Our inclusive creed

For I handed on to you as of first importance what I in turn had received: that Christ died for our sins in accordance with the scriptures, and that he was buried, and that he was raised on the third day in accordance with the scriptures,
(1 Corinthians 15:3-4 NRSV)

Ever since I first began to conceive of a truly ecumenical Christian society, I knew full well that one of the biggest issues that separate Christians are the different doctrines that Christianity has developed over the centuries.  Many, if not most of these doctrines (such as the infallibility of Holy Scripture in all matters both theological and historical, believers baptism vs infant baptism, open vs closed communion etc) have their staunch supports and indeed can all be argued with integrity by their adherents.

I believe though, that for a truly ecumenical Christian group to exist, we must all be able to affirm our belief in one core, essential creed.  This is the creed the Apostle Paul gives us in 1 Corinthians 15:3-4.    If we can agree on this, all the other beliefs that we have added on to it over the centuries, while perhaps important to our individual faith systems, do not have to stand in the way of each one of us being able to proclaim to all that accept this simple creed that “you are my brother, you are my sister, in faith.”

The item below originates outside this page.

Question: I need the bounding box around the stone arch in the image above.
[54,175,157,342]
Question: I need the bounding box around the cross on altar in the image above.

One of the main reasons that I feel this society should exist, is to model for the world how Christ desires us to be inclusive, to work to create a Christianity where no one who feels the call to serve Christ will feel excluded, simply because some of their views on matters of faith are different than what others may believe.  We must always remember that the Holy Spirit of our living God talks to each of us in different ways, helping people in different cultural contexts and different times experience God in ways that make sense according to their own understanding of scripture, their own reason, the traditions of their culture, and their own life experience.  To be a member of the society is to acknowledge and rejoice in the fact that we all experience our faith in different ways.  To be a member of the society is to respect each other’s individual beliefs, sharing our faith with each other in a non-confrontational or judgemental way.